Diabetic nephropathy (DN) is associated with renal mitochondrial injury and decreased renal klotho expression. Klotho is known as an aging suppressor, and mitochondrial dysfunction is the hallmark of aging. Peroxisome proliferator-activated receptor gamma coactivator 1-alpha (PGC1α) is a master regulator of mitochondrial biogenesis, and adenosine monophosphate-activated protein kinase (AMPK) is known as a guardian of mitochondria. Here, we report that recombinant soluble klotho protein (rKL) protects against DN in db/db mice via PGC1α-AMPK-mediated mitochondrial recovery in the kidney. We injected rKL into db/db and db/m mice for 8 weeks and collected the serum and kidney tissue. We treated murine renal tubular cells with rKL in vitro, with and without exposure to 30 mM high glucose (HG). rKL treatment ameliorated major disorders from diabetes, such as obesity, hyperglycemia, and intrarenal reactive oxygen species (ROS) generation, in db/db mice. rKL also diminished albuminuria, recovered renal proximal tubular mitochondria, increased renal p-AMPK and PGC1α, and down-regulated mTOR/TGF-β in db/db mice. In S1 mouse proximal tubular cells, rKL treatment ameliorated HG-mediated cellular and mitochondrial damage and enhanced oxidative phosphorylation, with an increase in PGC1α-AMPK-induced mitochondrial recovery. Our data suggest that klotho exerts a mitochondrial protective effect in diabetic kidney disease by inducing AMPK-PGC1α expression.

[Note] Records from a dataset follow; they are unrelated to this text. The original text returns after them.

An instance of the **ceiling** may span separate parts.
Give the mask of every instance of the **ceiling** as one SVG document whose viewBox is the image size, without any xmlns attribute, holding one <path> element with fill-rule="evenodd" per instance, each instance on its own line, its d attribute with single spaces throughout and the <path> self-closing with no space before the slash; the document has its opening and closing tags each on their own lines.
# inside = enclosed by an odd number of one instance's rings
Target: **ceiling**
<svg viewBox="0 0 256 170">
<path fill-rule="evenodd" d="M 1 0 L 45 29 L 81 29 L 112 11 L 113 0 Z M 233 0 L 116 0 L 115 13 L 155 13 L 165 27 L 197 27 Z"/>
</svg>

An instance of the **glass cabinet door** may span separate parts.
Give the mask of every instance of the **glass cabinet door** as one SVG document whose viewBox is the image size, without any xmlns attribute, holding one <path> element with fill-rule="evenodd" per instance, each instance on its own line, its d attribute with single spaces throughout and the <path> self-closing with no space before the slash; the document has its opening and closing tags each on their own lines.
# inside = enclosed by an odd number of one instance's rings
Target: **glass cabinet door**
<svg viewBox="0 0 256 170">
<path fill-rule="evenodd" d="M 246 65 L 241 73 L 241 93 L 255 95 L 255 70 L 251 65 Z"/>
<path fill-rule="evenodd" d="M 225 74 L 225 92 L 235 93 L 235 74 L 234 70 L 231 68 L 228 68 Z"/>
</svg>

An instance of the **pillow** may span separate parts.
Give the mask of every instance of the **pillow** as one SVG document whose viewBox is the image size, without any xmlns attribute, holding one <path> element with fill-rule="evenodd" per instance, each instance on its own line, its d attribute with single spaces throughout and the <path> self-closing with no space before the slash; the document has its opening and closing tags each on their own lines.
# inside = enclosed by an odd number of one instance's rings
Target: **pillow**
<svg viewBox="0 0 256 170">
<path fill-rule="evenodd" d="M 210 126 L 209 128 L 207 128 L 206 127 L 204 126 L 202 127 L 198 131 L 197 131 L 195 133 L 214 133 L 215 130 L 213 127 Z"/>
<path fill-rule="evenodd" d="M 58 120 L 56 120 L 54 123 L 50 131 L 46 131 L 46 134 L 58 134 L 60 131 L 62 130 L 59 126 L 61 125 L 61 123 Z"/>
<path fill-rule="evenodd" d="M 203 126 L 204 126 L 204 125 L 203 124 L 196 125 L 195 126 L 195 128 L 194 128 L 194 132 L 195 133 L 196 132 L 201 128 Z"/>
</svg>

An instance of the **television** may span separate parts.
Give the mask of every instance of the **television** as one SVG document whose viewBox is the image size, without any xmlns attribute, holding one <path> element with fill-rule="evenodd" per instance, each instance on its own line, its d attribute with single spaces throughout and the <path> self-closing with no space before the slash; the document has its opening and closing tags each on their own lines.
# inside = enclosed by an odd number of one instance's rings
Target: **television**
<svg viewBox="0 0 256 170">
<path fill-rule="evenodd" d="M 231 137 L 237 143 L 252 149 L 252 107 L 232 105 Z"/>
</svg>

糖尿病肾病（DN）与肾线粒体损伤和肾klotho表达降低有关。Klotho被称为衰老抑制剂，线粒体功能障碍是衰老的标志。过氧化物酶体增殖物激活受体γ辅激活物1-alpha（PGC1α）是线粒体生物发生的主要调节剂，而腺苷单磷酸激活蛋白激酶（AMPK）被称为线粒体的守护者。在这里，我们报道重组可溶性klotho蛋白（rKL）通过PGC1α-AMPK介导的肾脏线粒体恢复，保护了db / db小鼠中的DN。我们将rKL注射到db / db和db / m小鼠中8周，并收集血清和肾脏组织。我们用rKL体外处理了鼠肾小管细胞，无论是否暴露于30 mM高血糖（HG）。rKL治疗改善了db / db小鼠的糖尿病引起的主要疾病，例如肥胖，高血糖和肾内活性氧（ROS）生成。rKL还可以减少蛋白尿，恢复肾近端肾小管线粒体，增加肾p-AMPK和PGC1α并降低db / db小鼠的mTOR /TGF-β。在S1小鼠近端肾小管细胞中，rKL治疗改善了HG介导的细胞和线粒体损伤并增强了氧化磷酸化作用，并增加了PGC1α-AMPK诱导的线粒体恢复。我们的数据表明，klotho通过诱导AMPK-PGC1α表达在糖尿病肾病中发挥线粒体保护作用。